April 4, 2011, 9:58 AM

TagMan Names a Chief Privacy Officer

Angus Glover Wilson wins promotion from director of operations to the newly created position.

NEW YORK (March 30, 2011) TagMan, the Tag Management System, has promoted Angus Glover Wilson from Director of Operations to the newly created position of Chief Privacy Officer. This, as concerns grow in the digital marketing industry about the threat of draconic measures to restrict the tracking of user preferences and behavior online.

The company, which acts as a system to house the third-party tags used to implement, manage and track online marketing campaigns, said Mr. Wilson will take the lead on helping advertisers adhere to new regulations if and when they come into force.

"Legislators in both the US and Europe are fast approaching the introduction of measures to address consumer concerns about online tracking.
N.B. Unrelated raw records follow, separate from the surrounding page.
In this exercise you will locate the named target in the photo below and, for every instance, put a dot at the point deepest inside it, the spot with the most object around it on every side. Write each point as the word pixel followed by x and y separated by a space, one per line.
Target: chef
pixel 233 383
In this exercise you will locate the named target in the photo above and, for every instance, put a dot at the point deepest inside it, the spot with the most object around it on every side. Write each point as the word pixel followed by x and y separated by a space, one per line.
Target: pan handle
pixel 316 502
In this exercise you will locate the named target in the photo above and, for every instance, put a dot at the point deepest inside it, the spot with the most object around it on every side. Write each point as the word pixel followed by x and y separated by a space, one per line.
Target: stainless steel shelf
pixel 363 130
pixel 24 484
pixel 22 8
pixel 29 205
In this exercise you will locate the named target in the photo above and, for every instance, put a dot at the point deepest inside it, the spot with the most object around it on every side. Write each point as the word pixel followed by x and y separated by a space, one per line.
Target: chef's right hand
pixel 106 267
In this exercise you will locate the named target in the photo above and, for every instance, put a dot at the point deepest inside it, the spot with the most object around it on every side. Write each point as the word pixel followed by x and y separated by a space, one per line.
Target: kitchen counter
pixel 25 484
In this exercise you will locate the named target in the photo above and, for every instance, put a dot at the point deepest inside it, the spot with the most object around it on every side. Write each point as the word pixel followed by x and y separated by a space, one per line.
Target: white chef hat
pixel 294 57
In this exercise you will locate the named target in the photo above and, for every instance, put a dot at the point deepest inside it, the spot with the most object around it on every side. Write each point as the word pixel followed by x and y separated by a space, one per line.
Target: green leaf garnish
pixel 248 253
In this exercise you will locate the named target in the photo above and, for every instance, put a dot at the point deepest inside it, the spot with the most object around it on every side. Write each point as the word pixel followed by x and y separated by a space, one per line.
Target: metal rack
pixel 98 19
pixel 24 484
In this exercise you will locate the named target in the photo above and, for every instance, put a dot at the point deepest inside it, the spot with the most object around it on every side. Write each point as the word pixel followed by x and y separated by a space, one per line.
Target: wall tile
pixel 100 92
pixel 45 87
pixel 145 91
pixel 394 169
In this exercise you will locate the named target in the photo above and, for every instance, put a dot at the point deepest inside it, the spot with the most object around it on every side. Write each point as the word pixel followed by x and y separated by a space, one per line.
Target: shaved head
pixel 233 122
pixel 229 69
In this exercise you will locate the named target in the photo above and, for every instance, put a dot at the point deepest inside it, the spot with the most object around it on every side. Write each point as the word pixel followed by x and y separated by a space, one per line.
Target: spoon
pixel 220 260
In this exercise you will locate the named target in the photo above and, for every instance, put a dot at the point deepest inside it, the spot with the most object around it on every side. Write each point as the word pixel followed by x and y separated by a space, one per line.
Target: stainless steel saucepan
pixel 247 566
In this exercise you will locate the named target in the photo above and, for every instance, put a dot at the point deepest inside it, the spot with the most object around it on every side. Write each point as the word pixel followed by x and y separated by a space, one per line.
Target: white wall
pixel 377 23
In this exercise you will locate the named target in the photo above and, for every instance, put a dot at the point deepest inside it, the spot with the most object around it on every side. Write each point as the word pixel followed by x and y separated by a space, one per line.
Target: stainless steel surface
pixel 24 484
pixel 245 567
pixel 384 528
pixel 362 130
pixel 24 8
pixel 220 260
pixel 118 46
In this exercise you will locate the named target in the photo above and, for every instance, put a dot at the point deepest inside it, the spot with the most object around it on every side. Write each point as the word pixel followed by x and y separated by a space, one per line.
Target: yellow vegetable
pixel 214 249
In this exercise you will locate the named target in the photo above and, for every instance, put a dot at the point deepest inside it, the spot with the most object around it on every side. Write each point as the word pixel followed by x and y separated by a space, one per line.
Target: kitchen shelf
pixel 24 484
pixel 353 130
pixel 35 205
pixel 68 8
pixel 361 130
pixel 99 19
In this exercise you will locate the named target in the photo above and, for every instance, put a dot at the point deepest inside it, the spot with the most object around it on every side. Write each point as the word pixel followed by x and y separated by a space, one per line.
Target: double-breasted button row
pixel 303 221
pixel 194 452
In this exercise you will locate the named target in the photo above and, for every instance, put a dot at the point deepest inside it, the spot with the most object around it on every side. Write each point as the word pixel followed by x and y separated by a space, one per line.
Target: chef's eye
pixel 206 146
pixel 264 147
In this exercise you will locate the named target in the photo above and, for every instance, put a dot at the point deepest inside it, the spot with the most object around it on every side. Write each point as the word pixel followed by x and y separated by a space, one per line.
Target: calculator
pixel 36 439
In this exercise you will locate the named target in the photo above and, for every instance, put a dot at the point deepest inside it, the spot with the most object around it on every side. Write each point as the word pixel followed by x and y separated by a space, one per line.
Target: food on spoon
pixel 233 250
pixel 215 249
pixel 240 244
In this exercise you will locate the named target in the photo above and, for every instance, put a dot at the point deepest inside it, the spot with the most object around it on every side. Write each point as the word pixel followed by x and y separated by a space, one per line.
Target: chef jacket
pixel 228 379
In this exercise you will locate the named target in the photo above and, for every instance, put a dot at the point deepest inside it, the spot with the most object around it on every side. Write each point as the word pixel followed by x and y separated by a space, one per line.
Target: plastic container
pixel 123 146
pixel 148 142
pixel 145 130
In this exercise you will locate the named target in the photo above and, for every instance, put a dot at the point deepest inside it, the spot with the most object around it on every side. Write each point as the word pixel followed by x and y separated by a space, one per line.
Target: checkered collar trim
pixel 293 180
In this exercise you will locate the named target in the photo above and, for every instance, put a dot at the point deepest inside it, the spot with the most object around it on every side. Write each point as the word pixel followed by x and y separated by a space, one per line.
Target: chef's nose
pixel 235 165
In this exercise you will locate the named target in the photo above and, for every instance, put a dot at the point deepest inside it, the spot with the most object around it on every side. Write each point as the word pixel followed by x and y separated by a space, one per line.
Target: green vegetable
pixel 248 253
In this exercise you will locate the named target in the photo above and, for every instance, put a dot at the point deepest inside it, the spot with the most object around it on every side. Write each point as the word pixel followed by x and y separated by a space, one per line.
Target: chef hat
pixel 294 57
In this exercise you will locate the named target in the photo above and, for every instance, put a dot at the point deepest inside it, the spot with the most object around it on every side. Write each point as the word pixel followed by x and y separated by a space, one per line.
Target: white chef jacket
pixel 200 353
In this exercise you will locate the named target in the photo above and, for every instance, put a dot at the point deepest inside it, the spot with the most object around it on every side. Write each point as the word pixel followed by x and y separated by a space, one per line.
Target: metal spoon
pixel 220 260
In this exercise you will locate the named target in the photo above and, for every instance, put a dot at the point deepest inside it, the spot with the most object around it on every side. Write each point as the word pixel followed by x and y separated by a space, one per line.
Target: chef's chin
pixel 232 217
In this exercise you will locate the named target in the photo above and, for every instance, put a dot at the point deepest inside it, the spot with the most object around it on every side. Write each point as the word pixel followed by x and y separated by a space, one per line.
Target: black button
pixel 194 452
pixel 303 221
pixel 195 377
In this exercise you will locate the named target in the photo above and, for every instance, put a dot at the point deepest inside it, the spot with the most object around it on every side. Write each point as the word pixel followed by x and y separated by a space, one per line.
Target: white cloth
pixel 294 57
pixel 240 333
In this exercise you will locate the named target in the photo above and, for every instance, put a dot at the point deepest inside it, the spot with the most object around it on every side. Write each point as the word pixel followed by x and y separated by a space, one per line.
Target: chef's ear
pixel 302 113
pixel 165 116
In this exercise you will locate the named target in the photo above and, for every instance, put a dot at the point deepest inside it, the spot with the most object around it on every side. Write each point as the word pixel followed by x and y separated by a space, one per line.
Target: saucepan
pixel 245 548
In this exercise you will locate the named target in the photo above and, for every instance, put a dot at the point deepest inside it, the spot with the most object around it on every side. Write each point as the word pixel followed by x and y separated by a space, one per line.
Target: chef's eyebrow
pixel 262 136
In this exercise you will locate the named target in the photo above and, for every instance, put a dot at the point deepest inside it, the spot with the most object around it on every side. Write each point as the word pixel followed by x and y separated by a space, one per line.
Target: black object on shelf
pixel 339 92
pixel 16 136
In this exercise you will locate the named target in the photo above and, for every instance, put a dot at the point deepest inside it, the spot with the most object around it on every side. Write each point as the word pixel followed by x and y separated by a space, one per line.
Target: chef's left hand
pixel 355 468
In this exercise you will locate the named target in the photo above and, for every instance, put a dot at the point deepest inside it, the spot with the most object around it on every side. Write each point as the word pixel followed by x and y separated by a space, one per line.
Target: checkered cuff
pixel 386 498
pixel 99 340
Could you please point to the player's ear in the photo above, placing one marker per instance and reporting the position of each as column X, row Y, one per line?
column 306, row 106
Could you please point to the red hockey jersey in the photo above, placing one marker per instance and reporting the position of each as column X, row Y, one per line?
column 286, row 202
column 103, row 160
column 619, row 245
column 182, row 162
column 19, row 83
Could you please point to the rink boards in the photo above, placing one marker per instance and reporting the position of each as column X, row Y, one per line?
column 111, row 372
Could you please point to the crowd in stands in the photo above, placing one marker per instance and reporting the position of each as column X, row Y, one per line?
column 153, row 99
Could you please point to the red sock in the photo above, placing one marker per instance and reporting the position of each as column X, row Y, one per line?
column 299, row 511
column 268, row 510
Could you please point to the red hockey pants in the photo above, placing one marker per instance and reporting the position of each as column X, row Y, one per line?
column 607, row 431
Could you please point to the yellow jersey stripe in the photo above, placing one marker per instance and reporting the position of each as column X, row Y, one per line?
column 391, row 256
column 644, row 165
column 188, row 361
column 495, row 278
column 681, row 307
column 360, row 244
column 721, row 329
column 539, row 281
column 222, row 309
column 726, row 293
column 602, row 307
In Europe, a new Privacy Directive comes into force in May requiring that consumers opt in to having their online behavior tracked, though it is not yet clear how individual EU states will interpret and enact the legislation, "says Paul Cook, TagMan's CEO. "In the US, the digital industry is working hard to head off several competing privacy initiatives by gathering together to press the cause of self-regulation. Measures on the table include all-encompassing opt-out options in web browsers and an icon on relevant campaigns offering clear information, guidelines and opt-out options for consumers."

As VP Operations for TagMan US, a title he held since July 2010, Mr. Wilson was primarily responsible for client services activities, corporate logistics and of course privacy-related matters. Before he joined TagMan, Mr. Wilson was General Manager, UK at iVillage (including through NBC’s $600 million acquisition of iVillage Inc), and President of boutique NY digital agency dComm.

TagMan already offers its clients the ability to enable users to opt-out of all tracking and should be able to use the same technology to help them comply with new restrictions.

“The issue at the moment is about a lack of clarity. In neither the US nor Europe is it yet clear what, precisely, any new legislation will require. One interpretation of incoming legislation would be entirely unworkable while another would mean little or no change," says Mr. Wilson. "The key for us at the moment is to gain this clarity through professional legal counsel and to ensure that we are up to date as possible so we can develop systems to help our clients and the industry as a whole comply.”

TagMan is working with several industry self-regulation initiatives and was keen to impress on legislators the realities of online tracking.

“The digital industry has done itself few favors in communicating with consumers about precisely what we do and why. That has meant we are playing catch-up in terms of the information that’s out there and the understanding that consumers and legislators have about how online tracking works, concludes Mr. Wilson. “For example, for any business to be able to record the privacy preferences of any user is, in itself, a form of online tracking that can only be enabled by cookies. Somehow we need to address consumers’ concerns in a way that doesn’t completely undermine the way the web functions.”

TagMan (www.TagMan.com) is the smart container tag for enterprise e-commerce that offers real-time attribution. By acting as a single, universal tag and interface through which tracking tags and pixels can be deployed, online marketers can save time and money in the way they implement, manage and track campaigns. TagMan goes beyond last-click by capturing the complete path to conversion of online customers and providing real-time attribution reports that alleviate discrepancies between display, CPA and PPC online advertising channels.